IDI: Aturan Baru BPJS Kesehatan Picu Komplikasi Penyakit

  • Kamis, 02 Agustus 2018 - 14:39:35 WIB | Di Baca : 1329 Kali


SeRiau - Pengurus Besar Ikatan Dokter Indonesia (PB IDI) menilai peraturan baru Badan Penyelenggara Jaminan Sosial (BPJS) Kesehatan dapat memicu komplikasi penyakit pasien.

Badan asuransi kesehatan pelat merah itupun didorong untuk mengevaluasi aturan tersebut.

Sebelumnya, BPJS Kesehatan menerbitkan tiga Peraturan Direktur Jaminan Pelayanan (Perdirjampel) Kesehatan yang baru terkait Penjaminan Pelayanan Katarak, Pelayanan Persalinan Dengan Bayi Baru Lahir Sehat, dan Pelayanan Rehabilitasi Medik, yang mulai berlaku 21 Juli 2018.

"Tentu kalau kita melihat apa yang dilakukan BPJS untuk mencapai sasaran, saya katakan itu hanya dalam bentuk pencitraan," kata Ketua Umum PB IDI Ilham Oetama Marsis di kantornya, Jakarta, Kamis (2/8).

Adapun Perdirjampel BPJS Kesehatan Nomor 2, 3 dan 5 tahun 2018 yang dinilai merugikan pasien itu berisi tentang:

Pertama, bayi baru lahir dengan kondisi sehat pasca-operasi caesar maupun normal dengan/atau tanpa penyulit dibayar dalam satu paket persalinan.

Sebelumnya, jaminan pembiayaan untuk persalinan bayi dengan indikasi medis dan memerlukan perawatan khusus selama ini disatukan menjadi satu paket dengan kepesertaan atas nama ibunya.

Kedua, penderita penyakit katarak dijamin BPJS Kesehatan apabila visus (ketajaman atau kejernihan) mata pasien kurang dari 6/18 preoperatif. Jumlah operasi katarak pun dibatasi dengan kuota.

Sebelumnya, biaya operasi katarak tetap dijamin BPJS Kesehatan tanpa nempertimbangkan visus mata pasien. 

"Kuota [operasi] ini akan mengakibatkan angka kebutaan [akibat katarak] semakin meningkat," lanjut Marsis.

Ketiga, tindakan rehabilitasi medis dibatasi maksimal dua kali per minggu atau delapan kali dalam sebulan.

Sebelumnya, pasien tidak memiliki batasan untuk memanfaatkan pelayanan fisioterapis.

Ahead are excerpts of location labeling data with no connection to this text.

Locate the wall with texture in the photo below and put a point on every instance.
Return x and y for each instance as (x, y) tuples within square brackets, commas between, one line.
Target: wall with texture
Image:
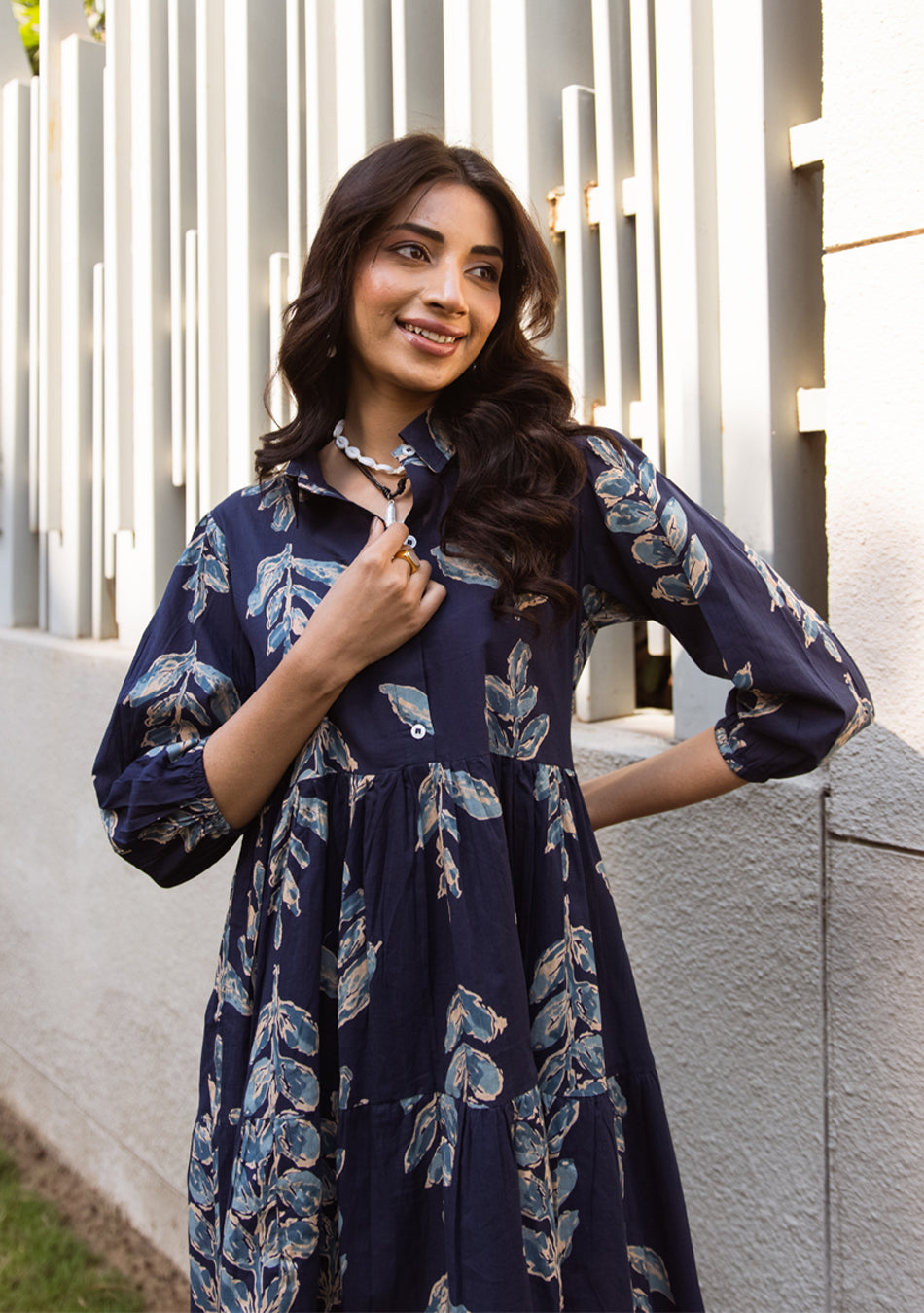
[(873, 112)]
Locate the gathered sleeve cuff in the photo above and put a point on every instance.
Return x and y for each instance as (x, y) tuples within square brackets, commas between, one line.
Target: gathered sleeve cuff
[(649, 551), (189, 675)]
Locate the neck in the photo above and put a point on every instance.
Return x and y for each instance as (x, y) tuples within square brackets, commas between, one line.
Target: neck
[(375, 428)]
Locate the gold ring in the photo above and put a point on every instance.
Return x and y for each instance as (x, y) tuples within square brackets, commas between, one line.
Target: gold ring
[(409, 557)]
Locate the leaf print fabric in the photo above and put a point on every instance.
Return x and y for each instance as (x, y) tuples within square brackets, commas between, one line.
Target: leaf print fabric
[(425, 1081)]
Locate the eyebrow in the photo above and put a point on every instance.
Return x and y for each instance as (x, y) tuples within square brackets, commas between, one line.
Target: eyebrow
[(439, 238)]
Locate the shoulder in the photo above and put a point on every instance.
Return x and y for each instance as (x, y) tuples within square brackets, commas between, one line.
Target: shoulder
[(266, 506)]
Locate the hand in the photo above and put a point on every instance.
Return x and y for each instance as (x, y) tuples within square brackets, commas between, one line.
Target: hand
[(373, 607)]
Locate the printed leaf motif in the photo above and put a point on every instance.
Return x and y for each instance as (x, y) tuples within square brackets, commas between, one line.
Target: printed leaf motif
[(175, 715), (673, 588), (436, 1128), (651, 549), (469, 1013), (697, 566), (650, 1266), (568, 1023), (781, 595), (508, 706), (673, 521), (409, 705), (629, 516), (473, 1076), (209, 558), (324, 753), (458, 567), (537, 1191), (558, 809), (276, 496), (436, 818), (357, 957), (285, 600), (439, 1298), (599, 610)]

Padahal, Marsis menyebut setiap pasien membutuhkan perawatan yang berbeda-beda tergantung kondisi kesehatannya.

"Jika pelayanan rehabilitasi medik maksimal dua kali seminggu, pasien akan rugi karena itu tidak sesuai dengan standar pelayanan rehabilitasi medik. Akibatnya, hasil terapi tidak tercapai secara optimal dan kondisi disabilitas sulit teratasi," kata dia.

PB IDI pun meminta BPJS Kesehatan tiga Perdirjampel itu direvisi dan menyesuaikannya dengan kewenangan BPJS Kesehatan yang hanya membahas teknis pembayaran dan tidak memasuki ranah medis.

Bagi Marsis, defisit BPJS tidak bisa dijadikan alasan untuk menurunkan kualitas pelayanan. 

"Kebijakan ini sebenarnya langkah efisiensi dari BPJS yang akan menghemat Rp388 miliar defisit. Tapi apa yang terjadi? Kerugian yang akan terjadi jauh lebih besar," kata Marsis.

Marsis mencontohkan masalah bayi baru lahir yang terkena komplikasi justru akan berdampak pada pembiayaan klaim BPJS yang lebih besar 

"Contoh masalah bayi baru lahir yang unpredictable dan terjadi komplikasi. Tentunya biaya akibat komplikasi itu akan jauh lebih besar dari Rp388 milyar sebagai upaya penghematan," kata Marsis.

Diketahui, BPJS Kesehatan masih mengalami defisit anggaran. Laporan Hasil Pemeriksaan (LHP) atas Laporan Keuangan Pemerintah Pusat (LKPP) Tahun 2017 menemukan suntikan dana cadangan sebesar Rp3,6 triliun dari Pemerintah kepada BPJS Kesehatan tahun lalu.

Namun, itu tidak bisa menutup defisit BPJS Kesehatan yang mencapai Rp5,72 triliun.